I'm trying to scrape information from http://www.nfl.com/scores (in particular, find out when a game is over so my computer can stop recording it). I can download HTML easily enough, and it makes this claim about compliance with standards:
<!DOCTYPE html PUBLIC "-//W3C//DTD XHTML 1.0 Transitional//EN"
"http://www.w3.org/TR/xhtml1/DTD/xhtml1-transitional.dtd">
<html xmlns="http://www.w3.org/1999/xhtml" xml:lang="en" lang="en">
But
An attempt to parse it with Expat produces the error
not well-formed (invalid token)
.The W3C's online validation service reports 399 Errors and 121 warnings.
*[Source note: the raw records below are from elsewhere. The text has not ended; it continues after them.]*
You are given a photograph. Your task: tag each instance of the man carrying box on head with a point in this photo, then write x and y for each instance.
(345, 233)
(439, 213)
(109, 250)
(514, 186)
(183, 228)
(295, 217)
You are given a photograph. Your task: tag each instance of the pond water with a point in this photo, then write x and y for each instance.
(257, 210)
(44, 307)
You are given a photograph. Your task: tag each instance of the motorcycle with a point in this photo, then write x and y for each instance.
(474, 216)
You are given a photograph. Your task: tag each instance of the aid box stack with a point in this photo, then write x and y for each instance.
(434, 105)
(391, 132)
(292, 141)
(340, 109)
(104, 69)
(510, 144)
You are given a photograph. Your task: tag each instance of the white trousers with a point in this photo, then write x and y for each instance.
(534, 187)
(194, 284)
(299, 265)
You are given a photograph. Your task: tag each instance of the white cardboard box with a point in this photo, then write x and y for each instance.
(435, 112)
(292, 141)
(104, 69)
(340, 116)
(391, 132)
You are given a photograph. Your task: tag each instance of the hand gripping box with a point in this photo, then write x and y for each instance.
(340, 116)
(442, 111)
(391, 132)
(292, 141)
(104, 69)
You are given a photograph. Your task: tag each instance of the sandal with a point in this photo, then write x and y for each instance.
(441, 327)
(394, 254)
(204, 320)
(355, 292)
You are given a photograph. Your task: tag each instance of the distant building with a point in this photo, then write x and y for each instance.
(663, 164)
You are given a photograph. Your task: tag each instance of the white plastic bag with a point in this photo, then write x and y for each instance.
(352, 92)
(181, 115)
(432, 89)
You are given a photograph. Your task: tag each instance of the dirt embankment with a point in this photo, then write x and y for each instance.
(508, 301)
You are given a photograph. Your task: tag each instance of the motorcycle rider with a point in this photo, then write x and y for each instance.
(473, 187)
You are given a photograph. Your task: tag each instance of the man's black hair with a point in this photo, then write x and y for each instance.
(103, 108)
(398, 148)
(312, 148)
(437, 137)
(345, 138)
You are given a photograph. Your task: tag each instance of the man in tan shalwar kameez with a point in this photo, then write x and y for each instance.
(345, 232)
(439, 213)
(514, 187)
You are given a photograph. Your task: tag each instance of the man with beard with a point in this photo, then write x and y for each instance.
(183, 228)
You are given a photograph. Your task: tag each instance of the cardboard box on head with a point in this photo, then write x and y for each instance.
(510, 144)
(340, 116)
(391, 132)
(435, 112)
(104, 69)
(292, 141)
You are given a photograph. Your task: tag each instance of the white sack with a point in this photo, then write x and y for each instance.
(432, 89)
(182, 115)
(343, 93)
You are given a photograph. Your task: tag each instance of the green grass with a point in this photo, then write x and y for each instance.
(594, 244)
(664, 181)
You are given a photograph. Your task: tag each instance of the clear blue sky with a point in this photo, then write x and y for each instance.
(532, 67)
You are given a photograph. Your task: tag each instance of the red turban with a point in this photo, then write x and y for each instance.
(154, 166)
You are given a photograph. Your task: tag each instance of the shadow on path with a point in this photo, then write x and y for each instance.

I tried to run HTML tidy (just called
tidy
) on my linux system with the-xml
option, but tidy reports 56 warnings and 117 errors and is unable to recover a good XML file. The errors look like this:line 409 column 122 - Warning: unescaped & or unknown entity "&role" ... line 409 column 172 - Warning: unescaped & or unknown entity "&tabSeq" ... line 1208 column 65 - Error: unexpected </td> in <br> line 1209 column 57 - Error: unexpected </tr> in <br> line 1210 column 49 - Error: unexpected </table> in <br>
But when I check the input, the "unknown entities" appear to be part of a properly quoted URL, so I don't know if a double quote is missing somewhere or what.
I know that there is something out there that can parse this stuff because both Firefox and w3m display something reasonable. What tool will fix the noncompliant HTML so that I can parse it with Expat?